Batteries, as an energy storage solution, are used daily in a wide range of applications. Bearing in mind the rapid growth of the electric vehicle market, the search for an advanced battery solution has become an attractive engineering topic. Lithium-ion (Li-Ion) batteries are commonly used in small electronic devices as well as electric vehicles. The biggest advantage of this battery is its high specific energy density (high energy amount in a small volume). The batteries are an important part of many applications, thus their high performances are necessary. Researchers now mainly focus on improving the battery capacity and making stronger battery design to increase the number of battery charge cycles.
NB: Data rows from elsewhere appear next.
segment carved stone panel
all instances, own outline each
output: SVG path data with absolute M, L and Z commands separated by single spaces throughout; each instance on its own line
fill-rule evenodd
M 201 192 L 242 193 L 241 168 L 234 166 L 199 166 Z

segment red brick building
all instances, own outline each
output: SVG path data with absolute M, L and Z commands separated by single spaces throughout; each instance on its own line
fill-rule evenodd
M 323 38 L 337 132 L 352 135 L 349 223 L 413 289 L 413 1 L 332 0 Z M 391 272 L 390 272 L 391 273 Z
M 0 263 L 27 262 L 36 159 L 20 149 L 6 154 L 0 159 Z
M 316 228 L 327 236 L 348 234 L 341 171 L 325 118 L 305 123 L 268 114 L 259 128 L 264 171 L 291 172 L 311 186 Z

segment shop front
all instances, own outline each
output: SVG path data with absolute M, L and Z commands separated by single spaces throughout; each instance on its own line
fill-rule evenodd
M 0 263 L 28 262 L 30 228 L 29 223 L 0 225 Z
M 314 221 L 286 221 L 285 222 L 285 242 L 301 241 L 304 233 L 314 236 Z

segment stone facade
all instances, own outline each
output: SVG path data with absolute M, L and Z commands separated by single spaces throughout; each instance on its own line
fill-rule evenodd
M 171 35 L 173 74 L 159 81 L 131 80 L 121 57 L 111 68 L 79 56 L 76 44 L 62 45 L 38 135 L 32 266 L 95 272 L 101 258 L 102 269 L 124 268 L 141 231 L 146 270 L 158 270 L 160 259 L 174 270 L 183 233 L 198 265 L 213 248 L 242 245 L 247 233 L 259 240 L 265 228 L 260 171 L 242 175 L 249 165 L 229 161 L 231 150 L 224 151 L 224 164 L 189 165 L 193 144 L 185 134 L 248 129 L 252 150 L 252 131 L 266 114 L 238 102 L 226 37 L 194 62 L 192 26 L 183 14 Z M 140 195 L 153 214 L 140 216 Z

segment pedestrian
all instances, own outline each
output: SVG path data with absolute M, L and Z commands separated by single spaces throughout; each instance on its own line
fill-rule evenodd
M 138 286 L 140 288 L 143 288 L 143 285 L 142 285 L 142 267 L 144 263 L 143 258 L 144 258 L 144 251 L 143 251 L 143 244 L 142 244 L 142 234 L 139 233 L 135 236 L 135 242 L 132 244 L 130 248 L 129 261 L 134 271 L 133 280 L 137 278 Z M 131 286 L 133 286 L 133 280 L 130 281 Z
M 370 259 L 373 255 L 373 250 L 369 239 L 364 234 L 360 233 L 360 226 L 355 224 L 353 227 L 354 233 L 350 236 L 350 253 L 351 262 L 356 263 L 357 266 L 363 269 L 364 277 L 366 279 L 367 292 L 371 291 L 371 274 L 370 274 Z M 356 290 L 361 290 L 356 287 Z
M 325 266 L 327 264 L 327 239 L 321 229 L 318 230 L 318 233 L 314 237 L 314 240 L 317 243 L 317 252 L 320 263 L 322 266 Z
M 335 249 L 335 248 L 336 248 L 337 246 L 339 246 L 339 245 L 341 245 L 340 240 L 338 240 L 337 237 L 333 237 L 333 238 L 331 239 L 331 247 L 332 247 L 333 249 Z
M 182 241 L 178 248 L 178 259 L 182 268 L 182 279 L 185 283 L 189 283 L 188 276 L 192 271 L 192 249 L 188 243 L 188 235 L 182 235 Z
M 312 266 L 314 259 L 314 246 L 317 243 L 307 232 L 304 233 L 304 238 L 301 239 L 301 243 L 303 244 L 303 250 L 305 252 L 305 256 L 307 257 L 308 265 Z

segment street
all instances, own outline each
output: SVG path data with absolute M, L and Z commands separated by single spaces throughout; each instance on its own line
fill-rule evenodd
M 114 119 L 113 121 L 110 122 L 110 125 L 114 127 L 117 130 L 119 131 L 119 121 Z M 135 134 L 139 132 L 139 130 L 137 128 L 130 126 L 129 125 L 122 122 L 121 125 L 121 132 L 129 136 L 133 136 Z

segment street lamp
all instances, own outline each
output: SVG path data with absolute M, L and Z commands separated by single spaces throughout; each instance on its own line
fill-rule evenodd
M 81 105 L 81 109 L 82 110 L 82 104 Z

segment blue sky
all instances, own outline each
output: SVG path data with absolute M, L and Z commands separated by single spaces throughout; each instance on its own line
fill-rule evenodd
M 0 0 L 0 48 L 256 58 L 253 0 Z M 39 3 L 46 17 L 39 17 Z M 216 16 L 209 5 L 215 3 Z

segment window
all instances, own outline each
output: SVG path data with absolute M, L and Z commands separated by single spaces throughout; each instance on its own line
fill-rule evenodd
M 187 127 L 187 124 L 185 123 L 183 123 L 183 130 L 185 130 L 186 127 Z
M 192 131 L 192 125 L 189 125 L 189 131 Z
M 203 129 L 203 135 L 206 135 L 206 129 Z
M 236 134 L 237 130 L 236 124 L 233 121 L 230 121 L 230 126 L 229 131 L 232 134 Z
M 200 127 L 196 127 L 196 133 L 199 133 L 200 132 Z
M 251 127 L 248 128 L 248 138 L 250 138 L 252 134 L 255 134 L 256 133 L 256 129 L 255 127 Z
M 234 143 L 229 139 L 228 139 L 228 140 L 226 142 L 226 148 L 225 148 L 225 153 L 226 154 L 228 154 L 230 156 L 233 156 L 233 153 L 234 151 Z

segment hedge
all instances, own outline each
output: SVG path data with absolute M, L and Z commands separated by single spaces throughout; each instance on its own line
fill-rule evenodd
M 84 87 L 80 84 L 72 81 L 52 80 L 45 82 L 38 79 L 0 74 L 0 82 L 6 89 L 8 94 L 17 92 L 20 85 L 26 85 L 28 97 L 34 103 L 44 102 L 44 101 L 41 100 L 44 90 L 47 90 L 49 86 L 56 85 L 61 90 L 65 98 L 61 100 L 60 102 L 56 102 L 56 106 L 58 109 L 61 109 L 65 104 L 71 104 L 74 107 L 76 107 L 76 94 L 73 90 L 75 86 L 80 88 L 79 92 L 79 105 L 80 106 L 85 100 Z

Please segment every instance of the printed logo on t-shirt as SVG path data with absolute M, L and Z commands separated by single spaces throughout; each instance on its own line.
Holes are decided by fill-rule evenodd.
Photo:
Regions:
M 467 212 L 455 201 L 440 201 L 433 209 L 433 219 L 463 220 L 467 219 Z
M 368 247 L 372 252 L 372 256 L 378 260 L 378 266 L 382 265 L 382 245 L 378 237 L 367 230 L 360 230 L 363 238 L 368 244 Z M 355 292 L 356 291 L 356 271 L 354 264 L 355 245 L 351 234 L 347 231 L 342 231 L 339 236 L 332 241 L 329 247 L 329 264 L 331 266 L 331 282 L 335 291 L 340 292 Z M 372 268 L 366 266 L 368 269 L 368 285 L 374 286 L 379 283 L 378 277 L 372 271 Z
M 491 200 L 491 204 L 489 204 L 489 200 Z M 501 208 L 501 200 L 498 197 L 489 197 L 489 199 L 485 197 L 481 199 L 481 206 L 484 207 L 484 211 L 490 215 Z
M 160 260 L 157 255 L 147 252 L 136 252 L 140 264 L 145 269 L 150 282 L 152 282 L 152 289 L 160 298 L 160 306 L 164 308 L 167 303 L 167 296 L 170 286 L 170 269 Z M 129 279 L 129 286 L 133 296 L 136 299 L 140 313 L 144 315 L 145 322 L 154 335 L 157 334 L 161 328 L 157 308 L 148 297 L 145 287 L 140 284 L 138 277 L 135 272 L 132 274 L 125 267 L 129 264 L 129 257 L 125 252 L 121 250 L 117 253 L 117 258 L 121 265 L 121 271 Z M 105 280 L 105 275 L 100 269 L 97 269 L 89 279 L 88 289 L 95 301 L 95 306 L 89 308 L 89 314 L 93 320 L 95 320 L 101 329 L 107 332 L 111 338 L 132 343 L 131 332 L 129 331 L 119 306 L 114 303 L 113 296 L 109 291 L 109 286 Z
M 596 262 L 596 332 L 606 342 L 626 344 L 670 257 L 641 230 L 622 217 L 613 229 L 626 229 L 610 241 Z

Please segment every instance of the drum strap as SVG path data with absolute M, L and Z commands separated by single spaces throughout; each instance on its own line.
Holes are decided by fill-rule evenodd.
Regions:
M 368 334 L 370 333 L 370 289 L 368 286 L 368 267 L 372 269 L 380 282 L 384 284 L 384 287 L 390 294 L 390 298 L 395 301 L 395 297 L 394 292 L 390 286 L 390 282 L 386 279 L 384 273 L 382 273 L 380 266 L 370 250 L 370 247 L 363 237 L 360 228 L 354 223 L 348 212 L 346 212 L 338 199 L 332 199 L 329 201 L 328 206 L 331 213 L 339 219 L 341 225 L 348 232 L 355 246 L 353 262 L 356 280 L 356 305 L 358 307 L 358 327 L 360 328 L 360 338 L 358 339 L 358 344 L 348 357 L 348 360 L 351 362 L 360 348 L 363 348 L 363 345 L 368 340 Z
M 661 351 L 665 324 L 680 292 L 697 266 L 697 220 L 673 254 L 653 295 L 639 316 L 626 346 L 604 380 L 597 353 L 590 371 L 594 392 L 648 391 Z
Researchers from Heidelberg University (Germany) and West Pomeranian University of Technology (Poland) came to the conclusion that metal oxide nanocrystals (tin oxide SnO2 and manganese oxide MnO2) significantly improve the battery capacity. When using this supplement, the battery has the capacity to store three times more energy than the commonly used graphite anode battery. The metal oxide is the inorganic compound which is relatively easy to make, but has the disadvantage of quickly wearing and a big volume changes during the battery charging/discharging process. The researchers solved this issue by bounding the 3D graphene structure in metal oxide nanocrystals. Graphene provides solidity, better connection and porosity to the tin oxide anode which has better electron and ion mobility inside.
The researchers have proposed a new technology for improving anode material for Li-ion batteries. The study has shown that metal oxide nanocrystals (both SnO2 and MnO2) combined with hollow carbon spheres (HCS) significantly increase the battery electrochemical performance. HCSs are hollow structured micron (even nanometer size) carbon particles with corresponding thin shells. The study results have been promising. The charge capacity, after 45 cycles, has been 370 mAh/g (HCS/SnO2) and 266 mAh/g (HCS/MnO2). This significantly exceeds the value of 188 mAh/g in the case of an anode without metal oxide nanocrystals. Event after 100 cycles the results have indicated excellent long-term cycling stability.
Usually, one material could be a good solution for a Li-Ion battery but not for other battery types. Implementing the metal oxide material in anode provides good performance for Sodium Ions batteries as well. This battery type is larger and heavier than Li-Ion battery. It could be a cheaper alternative for Li-ion batteries where those disadvantages are not an excluding factor.
Metal oxides are cost-effective material and, considering the potential for feasible large-scale production of HCS, this solution as anode material has a great potential for commercial applications.